[There are spoilers so don’t read ahead if you haven’t finished!]
When he reminisces about Katherine XIX early in the novel, Colin says “She said I love you as if it were a secret, and an immense one.” This very thing he loves about Katherine XIX becomes the thing which connects him to Lindsey Lee Wells in the first place—she bites her thumb in front of him, a “private habit.” They become the people they most want to be around, the people you can think out loud in front of, the people that show you their secret hiding places.
Lindsey’s biggest insecurity is that she is never truthful. She says the only statement that’s true that begins with “I am” is “I am full of shit.” She has been faking everything for a long time, which is why when it’s finally over with TOC, she’s mostly relieved because she doesn’t have to pretend anymore. This is the relief she transfers into her relationship with Colin, someone with whom she had always felt like she could be private in front of. The sharing of private things throughout the novel (whether it was biting her thumb in front of him, or sharing the theorem with her, or sharing her hiding place, or thinking out loud in front of her—something introverted people like Colin simply don’t do—, or telling him how full of shit she is) is, again, what binds them together.
Now the reason Lindsey Lee Wells is better than all the other Katherines is how she makes him forget about all of them, especially Katherine XIX. What Colin discovers about his breakup with Katherine XIX is that “Dumping isn’t something that gets done to you; it’s something that happens with you.” It’s more like an inevitable coming of separation. The reason it didn’t work was because he was too needy and she was too inconsistent. She was a good person and kind, he says, but she lit up his heart a little too much. With his insecurity and her inconsistency, they were an obvious bad match but he didn’t notice because he had wrapped himself up in her. Lindsey helps him unravel.
In his final story, he also says, “You don’t remember what happened. What you remember becomes what happened.” It’s not about what happens it’s about what we remember happening that makes it matter. Later, in the epilogue he says that in a moment nothing may happen but it can still be thick with mattering. The affect is what matters. So, even being around Lindsey makes him forget things—that’s something worth noting. And further, forgetting is just the beginning because it allowed him to step back and look at his relationship with Katherine XIX, which just wasn’t right.

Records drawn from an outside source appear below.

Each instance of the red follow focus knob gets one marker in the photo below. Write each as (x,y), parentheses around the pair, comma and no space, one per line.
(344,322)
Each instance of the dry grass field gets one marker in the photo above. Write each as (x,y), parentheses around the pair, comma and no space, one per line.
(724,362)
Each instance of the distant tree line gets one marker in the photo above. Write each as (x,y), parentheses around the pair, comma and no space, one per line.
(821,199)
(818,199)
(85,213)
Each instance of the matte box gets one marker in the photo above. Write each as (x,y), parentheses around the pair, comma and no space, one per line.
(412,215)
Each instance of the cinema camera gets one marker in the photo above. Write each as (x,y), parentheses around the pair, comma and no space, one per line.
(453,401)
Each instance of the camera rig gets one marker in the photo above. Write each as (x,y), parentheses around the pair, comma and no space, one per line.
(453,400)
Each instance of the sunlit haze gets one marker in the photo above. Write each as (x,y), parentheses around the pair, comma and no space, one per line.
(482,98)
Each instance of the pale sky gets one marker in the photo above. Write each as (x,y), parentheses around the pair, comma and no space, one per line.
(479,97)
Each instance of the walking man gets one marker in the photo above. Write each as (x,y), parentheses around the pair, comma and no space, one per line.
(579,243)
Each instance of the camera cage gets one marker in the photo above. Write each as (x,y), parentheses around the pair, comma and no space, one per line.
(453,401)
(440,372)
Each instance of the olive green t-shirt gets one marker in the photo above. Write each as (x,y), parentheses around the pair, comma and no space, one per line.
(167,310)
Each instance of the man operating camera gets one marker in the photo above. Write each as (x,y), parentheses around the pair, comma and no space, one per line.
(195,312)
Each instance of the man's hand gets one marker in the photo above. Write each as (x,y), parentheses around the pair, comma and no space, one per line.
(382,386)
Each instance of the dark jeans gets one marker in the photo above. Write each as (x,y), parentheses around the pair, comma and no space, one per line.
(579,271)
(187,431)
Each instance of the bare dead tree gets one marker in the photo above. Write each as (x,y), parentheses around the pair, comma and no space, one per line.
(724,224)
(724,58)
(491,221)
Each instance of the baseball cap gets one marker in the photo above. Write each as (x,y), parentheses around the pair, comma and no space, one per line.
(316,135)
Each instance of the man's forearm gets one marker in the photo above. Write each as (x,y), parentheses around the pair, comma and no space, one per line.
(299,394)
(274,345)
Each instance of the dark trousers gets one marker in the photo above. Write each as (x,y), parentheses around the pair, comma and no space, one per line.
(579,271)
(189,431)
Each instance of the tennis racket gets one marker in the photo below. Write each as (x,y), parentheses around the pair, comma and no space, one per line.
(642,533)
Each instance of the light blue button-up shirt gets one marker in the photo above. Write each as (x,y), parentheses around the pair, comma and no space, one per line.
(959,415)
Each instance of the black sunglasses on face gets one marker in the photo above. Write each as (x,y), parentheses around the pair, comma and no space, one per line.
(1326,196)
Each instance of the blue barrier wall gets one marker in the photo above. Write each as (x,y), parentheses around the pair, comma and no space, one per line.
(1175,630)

Most importantly, though, is that Lindsey Lee Wells is the one who teaches him storytelling. He even says that this is so much a part of how and why he loves her. She teaches him that mattering (his biggest insecurity) comes from telling stories. Again, it’s about affect. How we are changed by what happens to us is what really matters. And how we are changed is how we remember. Those are the stories of infinite meaning, the ones that make us matter. And further, she shows him we cannot be in the stories we have finished. The future is wide and expanding before us and in that, there is always the possibility of mattering—the ability to reinvent oneself, to transform oneself into something different, something even better.